In a world rife with inflation fears and stalled economic systems, bitcoin has emerged as a strong contender to many other asset classes, including gold. Rewards for mining a block on the bitcoin network are now just over 6 bitcoins, down from 12.5. The deflationary measure is built into the blockchain system and is currently proving to be an attractive feature for institutional investors.
In the days leading up the bitcoin halving event to today, many firms offering BTC options have reported significant surges in options volume. On May 11th, CME option volume went from $11 million to more than $40 million just three days later, with more than $900 million in contract exchanges taking place over the same duration. Those numbers, for bitcoin, are significant and unprecedented.

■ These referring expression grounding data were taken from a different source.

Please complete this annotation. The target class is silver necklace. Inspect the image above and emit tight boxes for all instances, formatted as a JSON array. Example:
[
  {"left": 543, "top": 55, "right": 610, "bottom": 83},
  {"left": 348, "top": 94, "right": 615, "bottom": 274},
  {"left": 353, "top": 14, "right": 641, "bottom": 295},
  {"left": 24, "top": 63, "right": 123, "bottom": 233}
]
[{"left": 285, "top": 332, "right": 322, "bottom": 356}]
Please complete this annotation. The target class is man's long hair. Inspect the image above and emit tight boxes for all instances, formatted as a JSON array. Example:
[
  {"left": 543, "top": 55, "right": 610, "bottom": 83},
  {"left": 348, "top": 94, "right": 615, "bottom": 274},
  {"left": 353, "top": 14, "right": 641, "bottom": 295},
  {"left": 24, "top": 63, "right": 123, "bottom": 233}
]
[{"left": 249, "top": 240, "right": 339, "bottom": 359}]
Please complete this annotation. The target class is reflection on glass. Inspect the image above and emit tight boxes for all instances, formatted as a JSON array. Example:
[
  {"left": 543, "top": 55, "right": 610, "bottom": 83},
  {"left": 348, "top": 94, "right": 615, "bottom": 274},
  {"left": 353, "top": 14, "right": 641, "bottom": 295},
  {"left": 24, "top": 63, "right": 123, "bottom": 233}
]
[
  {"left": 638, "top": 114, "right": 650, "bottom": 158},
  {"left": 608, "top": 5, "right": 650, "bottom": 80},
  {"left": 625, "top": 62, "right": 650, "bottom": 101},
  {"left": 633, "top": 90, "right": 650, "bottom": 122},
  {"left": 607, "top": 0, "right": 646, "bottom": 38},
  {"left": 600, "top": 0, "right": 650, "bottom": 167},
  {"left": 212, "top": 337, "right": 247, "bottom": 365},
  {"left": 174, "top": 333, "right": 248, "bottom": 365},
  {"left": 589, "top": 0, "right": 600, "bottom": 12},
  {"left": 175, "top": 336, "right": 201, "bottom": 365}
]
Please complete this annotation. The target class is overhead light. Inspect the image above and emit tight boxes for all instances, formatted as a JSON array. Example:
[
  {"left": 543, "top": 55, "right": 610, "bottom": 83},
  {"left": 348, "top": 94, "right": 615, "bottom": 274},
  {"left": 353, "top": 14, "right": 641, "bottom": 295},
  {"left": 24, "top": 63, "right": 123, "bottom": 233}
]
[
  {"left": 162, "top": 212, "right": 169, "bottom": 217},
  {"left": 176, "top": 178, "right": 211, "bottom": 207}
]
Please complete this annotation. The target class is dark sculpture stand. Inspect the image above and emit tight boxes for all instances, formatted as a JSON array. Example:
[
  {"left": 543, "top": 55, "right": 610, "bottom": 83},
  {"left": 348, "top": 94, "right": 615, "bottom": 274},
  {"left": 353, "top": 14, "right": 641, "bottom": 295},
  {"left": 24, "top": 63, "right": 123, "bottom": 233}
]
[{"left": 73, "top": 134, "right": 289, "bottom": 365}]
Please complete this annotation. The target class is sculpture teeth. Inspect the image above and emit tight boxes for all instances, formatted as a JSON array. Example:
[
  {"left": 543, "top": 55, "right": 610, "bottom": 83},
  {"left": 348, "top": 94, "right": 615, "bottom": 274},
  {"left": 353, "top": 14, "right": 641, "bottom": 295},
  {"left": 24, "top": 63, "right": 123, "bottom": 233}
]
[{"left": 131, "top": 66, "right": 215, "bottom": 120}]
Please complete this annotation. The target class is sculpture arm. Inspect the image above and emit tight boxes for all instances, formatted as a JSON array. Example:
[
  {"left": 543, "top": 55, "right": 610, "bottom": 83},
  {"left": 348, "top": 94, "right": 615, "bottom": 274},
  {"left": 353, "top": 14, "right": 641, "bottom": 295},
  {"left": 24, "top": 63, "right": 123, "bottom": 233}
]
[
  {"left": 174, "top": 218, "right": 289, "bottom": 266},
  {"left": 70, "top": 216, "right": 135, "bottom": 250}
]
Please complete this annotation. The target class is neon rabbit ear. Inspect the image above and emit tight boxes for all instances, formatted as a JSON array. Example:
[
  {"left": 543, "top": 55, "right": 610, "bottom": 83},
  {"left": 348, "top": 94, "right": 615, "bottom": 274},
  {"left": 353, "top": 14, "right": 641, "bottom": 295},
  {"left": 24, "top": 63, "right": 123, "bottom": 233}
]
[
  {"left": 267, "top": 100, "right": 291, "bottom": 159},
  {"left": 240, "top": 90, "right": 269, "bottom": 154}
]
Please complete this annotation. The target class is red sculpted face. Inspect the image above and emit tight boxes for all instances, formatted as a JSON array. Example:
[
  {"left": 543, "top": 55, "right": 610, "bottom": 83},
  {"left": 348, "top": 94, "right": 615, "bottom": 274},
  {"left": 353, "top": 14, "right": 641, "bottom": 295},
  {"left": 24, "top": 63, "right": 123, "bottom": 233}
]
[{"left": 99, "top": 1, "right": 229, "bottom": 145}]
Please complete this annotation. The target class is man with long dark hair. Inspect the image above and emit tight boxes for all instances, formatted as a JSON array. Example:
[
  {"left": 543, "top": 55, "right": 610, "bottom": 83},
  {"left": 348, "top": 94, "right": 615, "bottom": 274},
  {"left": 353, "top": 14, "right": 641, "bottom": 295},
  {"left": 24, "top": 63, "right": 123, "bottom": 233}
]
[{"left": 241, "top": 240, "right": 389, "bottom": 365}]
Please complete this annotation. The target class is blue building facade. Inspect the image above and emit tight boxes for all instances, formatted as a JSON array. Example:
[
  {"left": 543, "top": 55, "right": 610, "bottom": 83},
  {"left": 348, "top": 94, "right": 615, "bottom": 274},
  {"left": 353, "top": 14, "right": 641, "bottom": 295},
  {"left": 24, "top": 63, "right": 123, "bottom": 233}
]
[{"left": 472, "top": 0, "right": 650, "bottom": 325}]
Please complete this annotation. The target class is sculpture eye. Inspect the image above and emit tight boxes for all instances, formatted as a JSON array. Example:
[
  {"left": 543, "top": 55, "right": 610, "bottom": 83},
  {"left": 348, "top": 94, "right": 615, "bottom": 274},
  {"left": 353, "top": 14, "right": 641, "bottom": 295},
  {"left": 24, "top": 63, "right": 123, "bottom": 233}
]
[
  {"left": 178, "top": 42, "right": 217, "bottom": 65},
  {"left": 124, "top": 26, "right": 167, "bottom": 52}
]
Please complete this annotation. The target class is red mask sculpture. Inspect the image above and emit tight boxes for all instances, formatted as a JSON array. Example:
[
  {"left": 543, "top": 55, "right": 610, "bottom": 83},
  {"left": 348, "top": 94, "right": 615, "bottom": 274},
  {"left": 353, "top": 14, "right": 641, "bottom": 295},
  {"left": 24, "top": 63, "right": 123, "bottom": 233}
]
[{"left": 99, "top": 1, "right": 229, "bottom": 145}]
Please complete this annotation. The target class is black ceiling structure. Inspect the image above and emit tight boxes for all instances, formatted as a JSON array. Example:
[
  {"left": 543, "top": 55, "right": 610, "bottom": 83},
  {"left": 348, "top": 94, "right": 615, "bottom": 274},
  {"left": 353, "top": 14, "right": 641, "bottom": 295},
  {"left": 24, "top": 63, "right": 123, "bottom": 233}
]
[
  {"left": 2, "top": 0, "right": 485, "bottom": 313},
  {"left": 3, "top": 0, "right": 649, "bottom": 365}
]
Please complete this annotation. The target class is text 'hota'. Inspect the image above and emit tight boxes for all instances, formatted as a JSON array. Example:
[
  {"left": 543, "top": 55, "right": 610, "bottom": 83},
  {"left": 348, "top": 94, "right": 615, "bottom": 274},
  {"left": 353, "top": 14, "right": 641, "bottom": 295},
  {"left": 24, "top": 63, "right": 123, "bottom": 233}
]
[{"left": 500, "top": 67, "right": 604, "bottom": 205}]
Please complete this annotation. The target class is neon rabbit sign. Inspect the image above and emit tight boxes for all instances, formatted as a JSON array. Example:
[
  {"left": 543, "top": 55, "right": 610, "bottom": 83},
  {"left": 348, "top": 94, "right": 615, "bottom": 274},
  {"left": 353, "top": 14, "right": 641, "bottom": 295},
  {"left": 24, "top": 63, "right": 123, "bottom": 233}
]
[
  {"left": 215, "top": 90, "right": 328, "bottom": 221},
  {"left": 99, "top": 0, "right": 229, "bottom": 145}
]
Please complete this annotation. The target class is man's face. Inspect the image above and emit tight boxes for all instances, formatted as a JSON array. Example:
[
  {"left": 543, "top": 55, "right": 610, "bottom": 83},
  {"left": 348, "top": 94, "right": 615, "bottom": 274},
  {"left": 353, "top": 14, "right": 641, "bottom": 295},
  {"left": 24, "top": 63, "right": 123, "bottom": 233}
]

In the run up to the bitcoin halving event, CME wasn’t the only firm getting ready for the bitcoin derivative storm. 3iQ Corp released a bitcoin fund on the Toronto Stock Exchange worth over $45 million. Another well-respected company in the cryptocurrency space, Grayscale, has seen record-breaking growth for its bitcoin futures offering in excess of $500 million. Grayscale now controls nearly 2% of all circulating bitcoin. Other companies dealing in digital assets, including Fidelity Digital Assets, and many others, have also reported increased interest and volume.
To put the increased institutional support into perspective, a look at some of the world’s most influential hedge fund managers and how they have now come into the cryptocurrency fold. One such example is Paul Tudor Jones who has given bitcoin a similar status to gold in its ability to protect investors from faltering economies. Paul Tudor Jones is a highly respected hedge fund manager for traditional markets and his endorsement may very well break the ice for many more like him to follow. Jones reportedly has up to 2% of his portfolio devoted to bitcoin.
This type of investor support also opens doors for advancements in how accessible bitcoin is to traditional and institutional investors. For example, when bitcoin futures and funds show up on stock exchanges, they come with a familiar brand of regulation that many investors find comfort in. That regulation allows investors to put their money into bitcoin much like they would any other asset class, without actually having to learn how cryptocurrencies work and how to access them. In short, these types of products promise to swing the doors to the cryptocurrency world wide open, and in a way that’s never been done before.
No one knows what the price action will look like for bitcoin over the coming weeks, months, and even years. However, when the world’s smart money is in, stability and growth are not far behind. Things to look out for now that would indicate even more institutional interest would be a growing number of bitcoin-related products on stock exchanges and a greater number of bitcoin derivatives being offered around the world.